To make the cakes
- 270g Butter, spreadable butter or margarine
- 250g Caster sugar
- 225ml of Whole Milk
- 2tbsp Black treacle
- 4 Large Eggs
- 270g Self raising flour
- 2tsp Vanilla extract
- 65g Cocoa powder
- 110g Dark plain chocolate
To make the buttercream
- 130g Dark plain chocolate
- 250g Salted butter at room temperature
- 1tsp Vanilla extract
- 20g Cocoa powder
- 397g Tin of condensed milk
Oven baking temperature – 170 degrees Celsius (fan assisted)
To make the cakes:
- To begin – break the chocolate into a small bowl set over a pan of recently boiled water off the heat and leave to melt gently. Once melted take off the heat and set aside.
- In a separate bowl add the cocoa powder and vanilla extract then add the measured milk stirring in little by little until you have a smooth thin chocolate paste – set aside.
- In a large mixing bowl – cream the butter and sugar together until light and fluffy then add the black treacle and whisk well to combine.
- Add the eggs one at a time whisking well between each addition to avoid a curdle.
- Sift the flour and add to the batter then fold in slowly and thoroughly by hand with a metal spoon, not the whisk.
- Once you have a smooth yet thick batter add the cocoa/milk paste and stir well to make sure there are no flecks of light coloured batter remaining then finally add the melted and cooled chocolate.
- Divide between the three tins using weighing scales to ensure even sized finished sponge layers.

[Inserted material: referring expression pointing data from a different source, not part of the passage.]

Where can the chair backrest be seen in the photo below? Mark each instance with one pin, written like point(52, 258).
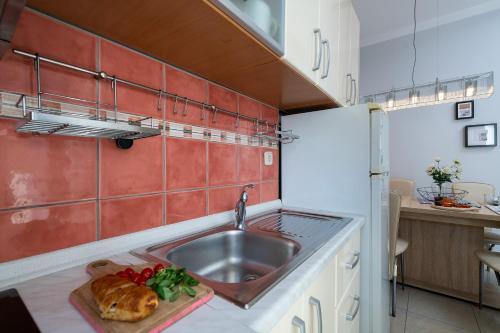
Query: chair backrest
point(402, 186)
point(394, 208)
point(475, 191)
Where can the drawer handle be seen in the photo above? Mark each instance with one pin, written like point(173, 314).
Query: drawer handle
point(297, 322)
point(354, 263)
point(318, 49)
point(352, 315)
point(317, 304)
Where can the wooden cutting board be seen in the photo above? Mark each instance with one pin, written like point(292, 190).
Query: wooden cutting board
point(165, 315)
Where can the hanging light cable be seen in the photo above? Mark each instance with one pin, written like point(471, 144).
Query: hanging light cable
point(437, 92)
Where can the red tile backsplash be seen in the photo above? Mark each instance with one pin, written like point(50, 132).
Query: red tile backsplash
point(129, 65)
point(39, 34)
point(186, 163)
point(224, 99)
point(131, 171)
point(182, 206)
point(31, 231)
point(51, 187)
point(269, 191)
point(222, 199)
point(36, 170)
point(183, 84)
point(130, 214)
point(222, 164)
point(249, 164)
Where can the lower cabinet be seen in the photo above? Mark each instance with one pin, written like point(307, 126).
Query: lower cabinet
point(331, 303)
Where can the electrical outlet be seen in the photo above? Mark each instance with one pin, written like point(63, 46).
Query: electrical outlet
point(268, 158)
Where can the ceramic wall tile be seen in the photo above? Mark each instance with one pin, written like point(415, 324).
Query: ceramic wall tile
point(222, 199)
point(226, 100)
point(186, 85)
point(38, 34)
point(186, 163)
point(130, 214)
point(42, 169)
point(31, 231)
point(182, 206)
point(129, 65)
point(269, 191)
point(222, 164)
point(131, 171)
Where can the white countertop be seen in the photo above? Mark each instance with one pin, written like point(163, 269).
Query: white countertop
point(47, 297)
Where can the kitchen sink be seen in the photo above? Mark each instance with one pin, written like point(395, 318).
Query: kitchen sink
point(242, 266)
point(234, 256)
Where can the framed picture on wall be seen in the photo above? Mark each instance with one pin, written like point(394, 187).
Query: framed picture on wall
point(464, 110)
point(484, 135)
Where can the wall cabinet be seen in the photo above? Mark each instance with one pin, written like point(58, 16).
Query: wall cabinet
point(331, 303)
point(322, 42)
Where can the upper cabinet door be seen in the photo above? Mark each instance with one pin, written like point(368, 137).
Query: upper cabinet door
point(331, 62)
point(303, 36)
point(345, 75)
point(354, 54)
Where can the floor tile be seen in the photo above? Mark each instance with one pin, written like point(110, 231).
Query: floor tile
point(416, 323)
point(454, 312)
point(488, 319)
point(398, 323)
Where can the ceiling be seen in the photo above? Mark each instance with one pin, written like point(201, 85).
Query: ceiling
point(382, 20)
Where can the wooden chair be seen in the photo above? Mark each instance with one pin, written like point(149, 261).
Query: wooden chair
point(476, 192)
point(492, 260)
point(402, 186)
point(397, 247)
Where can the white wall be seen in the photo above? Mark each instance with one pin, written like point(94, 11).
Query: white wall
point(418, 135)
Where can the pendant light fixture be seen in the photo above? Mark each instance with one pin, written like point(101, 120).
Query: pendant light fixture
point(438, 92)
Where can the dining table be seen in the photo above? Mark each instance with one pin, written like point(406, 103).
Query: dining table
point(441, 252)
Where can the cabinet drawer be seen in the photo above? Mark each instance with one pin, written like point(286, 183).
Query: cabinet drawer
point(348, 262)
point(347, 315)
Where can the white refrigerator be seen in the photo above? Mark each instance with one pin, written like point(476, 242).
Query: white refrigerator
point(341, 164)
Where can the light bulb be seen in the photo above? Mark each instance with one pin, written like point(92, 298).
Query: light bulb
point(390, 100)
point(442, 92)
point(470, 87)
point(414, 96)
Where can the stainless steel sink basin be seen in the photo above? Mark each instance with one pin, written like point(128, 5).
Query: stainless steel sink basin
point(234, 256)
point(242, 266)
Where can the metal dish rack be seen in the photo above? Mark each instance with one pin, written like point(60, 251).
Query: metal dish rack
point(100, 123)
point(42, 120)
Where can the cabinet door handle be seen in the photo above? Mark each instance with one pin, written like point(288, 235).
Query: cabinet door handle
point(297, 322)
point(326, 69)
point(351, 316)
point(317, 304)
point(318, 46)
point(348, 88)
point(354, 262)
point(353, 101)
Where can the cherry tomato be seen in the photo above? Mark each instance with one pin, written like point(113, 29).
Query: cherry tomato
point(158, 267)
point(129, 271)
point(135, 277)
point(141, 281)
point(122, 274)
point(147, 273)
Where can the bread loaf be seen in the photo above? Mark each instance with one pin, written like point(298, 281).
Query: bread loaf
point(121, 299)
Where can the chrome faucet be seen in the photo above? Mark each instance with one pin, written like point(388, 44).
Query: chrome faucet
point(241, 208)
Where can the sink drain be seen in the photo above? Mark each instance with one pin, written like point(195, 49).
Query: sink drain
point(250, 277)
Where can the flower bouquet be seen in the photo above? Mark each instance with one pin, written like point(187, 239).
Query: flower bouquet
point(440, 176)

- Transfer to the oven preheated to 170 degrees Celsius (fan assisted) and bake for 25 to 30 minutes until the cakes are evenly risen and firm to the touch.
- When cool enough to handle take out of the tins, remove the base paper and leave to cool completely.
To make the buttercream:
- Break the chocolate into a heatproof bowl and stand over a pan of recently boiled water and leave to melt gently or use the microwave in 10 second bursts, stirring well in between. Once melted then set aside off the heat.

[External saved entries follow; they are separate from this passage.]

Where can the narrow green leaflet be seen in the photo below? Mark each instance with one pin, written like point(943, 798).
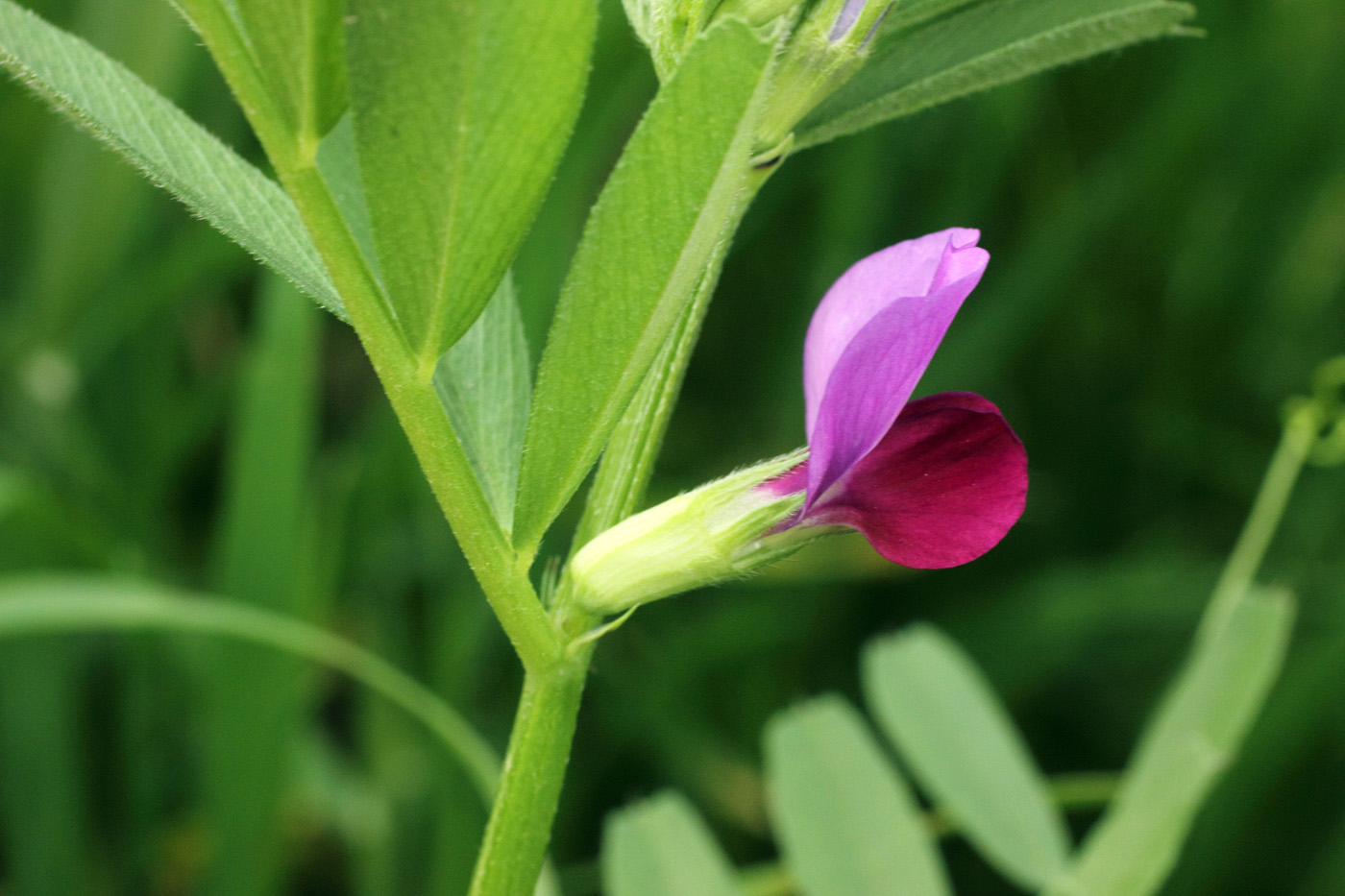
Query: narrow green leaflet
point(172, 150)
point(965, 752)
point(484, 382)
point(979, 47)
point(642, 255)
point(662, 848)
point(844, 817)
point(1186, 750)
point(299, 51)
point(340, 173)
point(461, 110)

- In a roomy mixing bowl place the soft butter, cocoa powder and vanilla extract and with the whisk on its lowest speed blend them together so that you have a very thick dark coloured creamed mix. Once the cocoa powder has blended in then increase the whisk speed and whisk until fluffy.
- Have the can of condensed milk to hand and add 2 tbsp. at a time and whisk well between each addition until the full can has been added. Whisk until the cream is looking light, smooth and silky.

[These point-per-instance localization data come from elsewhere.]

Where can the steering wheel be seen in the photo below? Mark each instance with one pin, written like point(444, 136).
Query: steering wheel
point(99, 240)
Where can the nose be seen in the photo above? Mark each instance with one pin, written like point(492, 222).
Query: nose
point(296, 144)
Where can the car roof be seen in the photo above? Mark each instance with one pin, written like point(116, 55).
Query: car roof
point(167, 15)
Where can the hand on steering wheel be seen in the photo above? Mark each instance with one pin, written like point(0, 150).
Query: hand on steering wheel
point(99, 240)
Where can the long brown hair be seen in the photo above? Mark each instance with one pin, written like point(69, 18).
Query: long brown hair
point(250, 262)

- Whisk in then the cool melted chocolate and the buttercream is ready to use.
- When ready to assemble the cakes – if the sponges have domed slightly then slice off the tops with a serrated knife before stacking and filling each layer with buttercream.
- Add then a crumb coat of cream, smooth off and chill in the fridge for at least an hour so that the cake and filling can firm up.
- Take from the fridge and use the rest of the cream to top coat, smooth and decorate.